Фуст и Шёффер долго ходили вокруг пресса, пытаясь разобраться в смысле каждой детали этого механизма. И тогда Гутенберг принес ящик с подвижными металлическими литерами, набрал одну страницу, смазал литеры чернилами, поместил ее в машину, закрепил в раме лист бумаги, установил раму на станину и на глазах у своих новых компаньонов опустил рычаг. Затем изобретатель прокрутил рукоятку в обратном направлении, вытащил листок с отпечатанным текстом и передал Фусту. На бумаге были проставлены имена троих компаньонов, написанные как будто рукой самого Гутенберга:
Johannes Gutenberg — Johann Fust — Petrus Schöffer
Das Werk der Bucher [58]
Шёффер тоже прочел этот короткий текст; не наблюдай он собственными глазами весь чудесный процесс печати, он бы поклялся, что перед ним рукопись. Он подошел к прессу, взял ящик с набором и принялся изучать подвижные литеры, гравированные по металлу. Он подумал, что это великолепная идея, и обругал себя за то, что сам до этого не додумался.
— Осталось только вырезать в металле алфавит, повторяющий почерк Зигфрида из Магунции, — сказал Петрусу Иоганн.
— Это будет очень просто, — задумчиво ответил Шёффер и прибавил: — Мы могли бы еще улучшить эту систему.
Последнее замечание Гутенбергу не понравилось, но все же он хотел выслушать предложение Петруса. Однако Фуст, стоявший за спиной у Иоганна, жестом показал своему зятю: «Замолчи». Чтобы выбраться из трудной ситуации, Шёффер сослался на то, что в этот момент действительно чувствовал искренне и глубоко:
— Я сейчас нуждаюсь в отдыхе, голова кругом идет, мысли спутались.
Все трое изнемогали после нескольких суток, проведенных почти без сна: их кости ломило от долгого путешествия верхом, зрачки были воспалены, рассудок отказывал из-за губительной смеси возбуждения и недосыпа.
Уподобившись монахам этого древнего аббатства, каждый из компаньонов занял отдельную келью; не обращая внимания на бедственное состояние своих спален, все трое растянулись на полу и забылись глубоким сном.
21
Ульва была уверена, что убийца вернется, дабы нанести еще один смертельный удар. Но и убийца, возможно, догадывался, что мать всех проституток ждет его, изготовившись к войне. И может быть, оба они в глубине души страстно ждали этой финальной битвы, этой схватки лицом к лицу не на жизнь, а на смерть.
Определенно, судьи располагали достаточным количеством материала, чтобы вынести приговор главному обвиняемому.

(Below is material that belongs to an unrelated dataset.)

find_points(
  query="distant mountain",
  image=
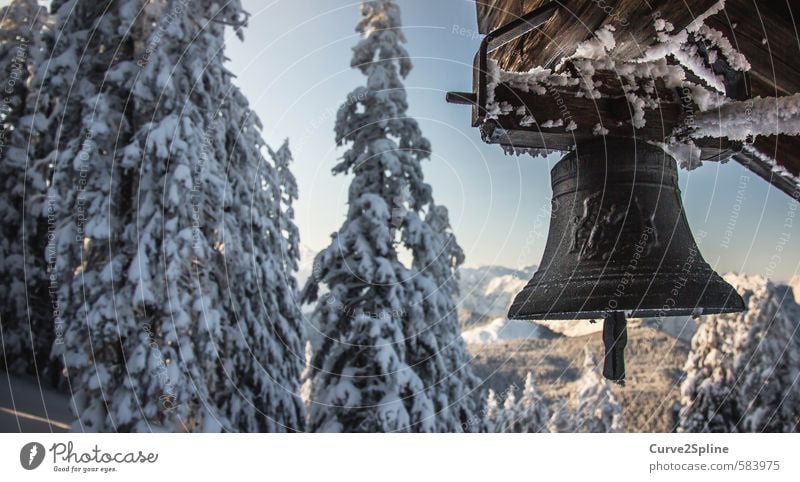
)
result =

Однако в отношении его сообщников у них осталось немало сомнений. И разумеется, Зигфрид из Магунции был готов эти сомнения развеять. Очередь наконец-то дошла до Фуста и Шёффера. Разбирательство уже настолько затянулось, что правая рука Ульриха Гельмаспергера затекла, пальцы были перепачканы чернилами. Ему приходилось следить за тем, чтобы не запятнать бумагу и не утратить начисто способность концентрировать внимание, и так уже порядком истощенную.